Na sala de espera, um riso inesperado e mais alto do que o previsto assustou a senhora ao meu lado, que disse “deve ser divertido isso aí”. Meio sem jeito, concordei. Ela perguntou que livro era aquele. Mostrei-lhe a capa: “O Pai Morto”. “É engraçado mesmo com esse título triste?”, quis saber. Sim, muito. E não só isso.
Publicado originalmente nos Estados Unidos em 1975, o livro de Donald Barthelme (1931-1989) chegou ao Brasil pela primeira vez neste ano – foi lançado pela Rocco em julho, com tradução de Daniel Pellizzari. A história é surreal: um cortejo para enterrar o Pai Morto, figura gigantesca que possui uma perna mecânica e não está totalmente convencida sobre o fim de sua existência. Através de cabos de aço, os responsáveis por carregar o pai são Thomas, filho que lidera o grupo, e sua namorada Julie. Juntam-se ao cortejo Emma, amante de Thomas, e o alcoólatra Edmundo, o outro filho, além de operários que ajudam no transporte – e demandam melhores condições de trabalho.
Graça infinita
Barthelme foi revelado nos anos 1960 na revista New Yorker. Jornalista e professor de escrita criativa, beberrão e fumante, morreu aos 58 anos. Pode-se dizer que escreveu este livro para contestar o pai – arquiteto bauhausiano conservador. Mas sua obra influenciou gente como Salman Rusdie, Dave Eggers e principalmente David Foster Wallace, admirador declarado de sua prosa “dadaísta” .
Se o mote é como um filme de Luis Buñuel (1900-1983), as ferramentas utilizadas por Barthelme para dar cabo da história são uma colagem literária: há mesclas de gêneros e estilos, definições enciclopédicas, diálogos levianos e digressões metafísicas, tudo banhado num humor sarcástico.
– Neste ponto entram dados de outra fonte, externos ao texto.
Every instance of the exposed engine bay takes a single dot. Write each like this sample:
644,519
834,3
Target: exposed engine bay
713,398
Barthelme também foi pioneiro na utilização de desenhos para ilustrar passagens do texto, trunfo que o caracterizou como um dos pioneiros do pós-modernismo literário.
Donald Barthelme. Tradução de Daniel Pellizzari. Rocco,
240 pp., R$ 34,50. Romance.
Contradições
Durante a jornada, O Pai Morto – mesquinho e tirânico – questiona frequentemente sua morte física, elucubrando possibilidades para permanecer neste mundo.
Como se fosse um “todo poderoso”, ele tem a capacidade de matar animais e os próprios filhos, embora esteja sendo carregado por eles para um funeral.
São essas contradições nas relações entre pais e filhos e, num plano mais profundo, certa veneração ao existencialismo, as principais marcas desta obra, tão engraçada quanto desafiadora.